Более того, в роте «С» были в основном новобранцы – не обстрелянные, не знавшие даже мелких перестрелок, и опасные встречи с минами и «ловушками для болванов» стали для них кошмаром, адом, катастрофой. И они стали спускать курок, не думая, кто стоит перед ними. Залп! Они хотели принять и приняли боевое крещение в Милай, а когда поняли, с кем имели дело, не подавали вида. Теперь они с упоением фанатиков и палачей вели убийственную и ужаснейшую расправу. Так американские психологи искали оправдание бойне в Сонгми. Фашисты тоже оправдывали свои действия…
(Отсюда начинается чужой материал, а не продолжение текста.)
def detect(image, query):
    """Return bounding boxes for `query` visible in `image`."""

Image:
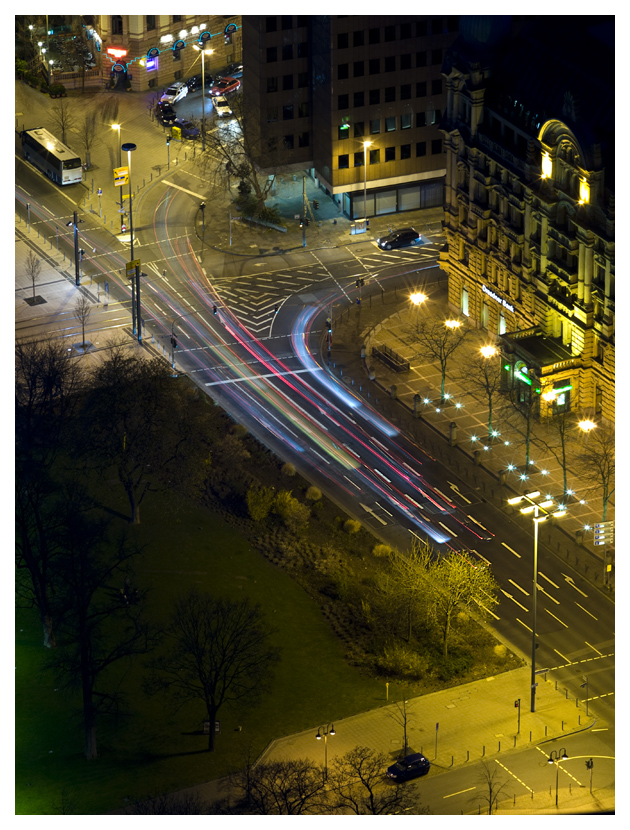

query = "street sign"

[126,259,140,278]
[97,187,102,196]
[114,166,129,187]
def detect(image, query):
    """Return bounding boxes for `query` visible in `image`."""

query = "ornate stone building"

[439,17,614,424]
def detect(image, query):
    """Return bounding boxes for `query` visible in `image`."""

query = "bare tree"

[78,111,98,168]
[327,746,427,815]
[51,98,76,145]
[455,348,503,440]
[25,249,42,299]
[227,758,327,814]
[405,317,470,401]
[195,92,288,217]
[144,590,280,751]
[73,293,91,348]
[475,761,511,815]
[533,411,573,495]
[128,790,207,815]
[45,508,154,759]
[15,338,85,647]
[577,425,615,520]
[388,697,412,758]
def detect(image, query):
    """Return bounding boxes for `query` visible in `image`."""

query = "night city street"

[15,14,614,816]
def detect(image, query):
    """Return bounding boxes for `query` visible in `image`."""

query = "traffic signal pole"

[302,176,306,248]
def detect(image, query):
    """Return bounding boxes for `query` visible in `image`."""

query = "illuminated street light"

[578,419,596,433]
[548,749,569,807]
[315,723,335,781]
[192,43,214,151]
[445,319,461,329]
[410,292,427,306]
[507,491,568,712]
[480,345,497,358]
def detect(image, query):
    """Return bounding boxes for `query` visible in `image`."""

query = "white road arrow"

[561,573,588,597]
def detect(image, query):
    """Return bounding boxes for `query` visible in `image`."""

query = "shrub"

[343,519,361,535]
[372,544,392,557]
[305,486,321,501]
[435,650,474,681]
[281,462,296,477]
[230,423,248,438]
[376,642,429,680]
[274,489,309,532]
[246,486,275,522]
[493,644,507,659]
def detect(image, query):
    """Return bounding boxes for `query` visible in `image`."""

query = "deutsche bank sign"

[482,284,514,313]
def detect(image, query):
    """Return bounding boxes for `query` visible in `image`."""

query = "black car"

[156,102,177,125]
[377,227,422,250]
[386,753,431,782]
[186,73,214,92]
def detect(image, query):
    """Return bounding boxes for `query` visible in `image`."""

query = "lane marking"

[443,787,476,799]
[508,579,529,596]
[500,589,528,612]
[161,180,209,199]
[501,542,521,558]
[494,759,534,793]
[517,618,534,634]
[466,514,488,530]
[438,521,456,535]
[553,648,572,663]
[561,573,588,597]
[538,572,560,589]
[576,604,598,621]
[545,609,568,628]
[537,585,560,605]
[584,641,603,656]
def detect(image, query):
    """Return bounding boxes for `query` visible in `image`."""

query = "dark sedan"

[155,102,177,125]
[173,118,200,139]
[377,227,422,250]
[386,753,431,782]
[186,73,214,92]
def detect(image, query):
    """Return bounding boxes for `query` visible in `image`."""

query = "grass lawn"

[16,486,392,815]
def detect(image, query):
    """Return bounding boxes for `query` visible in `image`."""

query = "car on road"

[173,118,200,139]
[186,73,213,92]
[377,227,422,250]
[386,753,431,782]
[209,76,241,96]
[160,81,188,104]
[213,95,233,117]
[155,102,177,125]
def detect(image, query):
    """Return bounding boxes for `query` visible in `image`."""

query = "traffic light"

[299,219,304,228]
[171,336,178,350]
[305,217,310,226]
[213,305,218,314]
[274,305,279,315]
[326,318,332,332]
[79,249,85,261]
[313,199,319,210]
[200,201,205,213]
[166,137,170,146]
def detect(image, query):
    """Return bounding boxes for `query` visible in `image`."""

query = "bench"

[371,344,410,373]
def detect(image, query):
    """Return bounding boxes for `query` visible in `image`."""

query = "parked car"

[213,95,232,117]
[186,73,213,91]
[173,118,200,139]
[377,227,422,250]
[156,102,177,124]
[209,77,240,96]
[224,61,243,76]
[160,81,188,104]
[386,753,430,782]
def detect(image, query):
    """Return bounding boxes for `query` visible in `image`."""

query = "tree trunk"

[443,611,451,658]
[123,482,140,524]
[82,649,98,759]
[42,612,56,649]
[206,704,218,751]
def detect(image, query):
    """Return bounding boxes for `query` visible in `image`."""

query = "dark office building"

[242,15,459,219]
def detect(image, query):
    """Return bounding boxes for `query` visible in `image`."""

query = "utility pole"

[302,176,307,248]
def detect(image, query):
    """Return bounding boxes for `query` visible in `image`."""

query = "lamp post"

[192,44,213,152]
[315,723,335,782]
[65,212,84,286]
[508,491,567,712]
[122,142,141,341]
[548,748,568,807]
[362,140,372,225]
[410,292,427,332]
[112,124,123,225]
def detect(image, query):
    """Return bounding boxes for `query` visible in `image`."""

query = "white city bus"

[21,128,83,185]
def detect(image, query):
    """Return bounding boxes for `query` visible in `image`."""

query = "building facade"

[242,15,459,219]
[439,17,614,424]
[93,15,242,92]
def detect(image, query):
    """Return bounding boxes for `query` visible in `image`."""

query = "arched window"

[112,15,123,36]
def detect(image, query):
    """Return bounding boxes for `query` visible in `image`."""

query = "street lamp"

[122,142,141,341]
[362,140,372,225]
[410,292,427,332]
[112,124,123,224]
[315,723,335,781]
[507,491,567,712]
[445,319,461,329]
[578,419,596,434]
[192,44,214,151]
[548,749,568,807]
[480,345,497,358]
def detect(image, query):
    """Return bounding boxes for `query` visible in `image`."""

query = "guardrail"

[371,343,410,373]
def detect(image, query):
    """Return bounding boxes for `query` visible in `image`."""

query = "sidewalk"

[326,284,614,597]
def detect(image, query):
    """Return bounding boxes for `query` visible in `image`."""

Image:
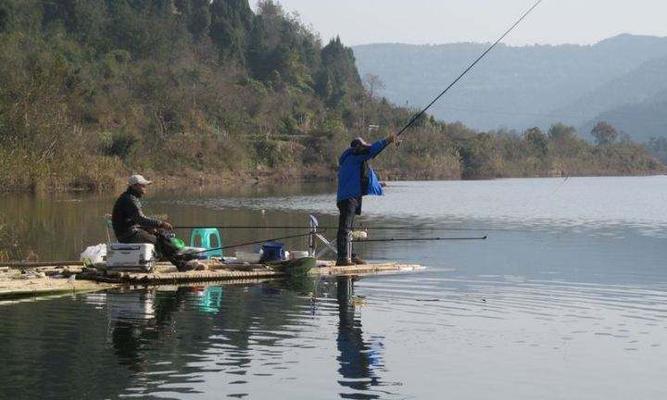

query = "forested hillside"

[0,1,661,192]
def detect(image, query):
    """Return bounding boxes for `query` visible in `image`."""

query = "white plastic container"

[290,250,309,259]
[107,243,156,271]
[235,251,262,263]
Описания эмоционального состояния американских солдат в Милай, услышанные на допросах, были самыми разными. По воспоминаниям одних, когда солдаты стреляли в мирных жителей Сонгми, лица убийц не выражали никаких «эмоций». Царила какая-то «деловитая озабоченность». Время от времени «они, солдаты, прерывали свое занятие, чтобы перекусить или покурить». Другие утверждали, что во время убийств, насилия и разрушений американцы «зверели», становились «невменяемыми». Один солдат устроил «бешеную погоню» за свиньей, которую в конце концов заколол штыком; другие развлекались, бросая фанаты и стреляя в хрупких когай – юных жительниц деревни.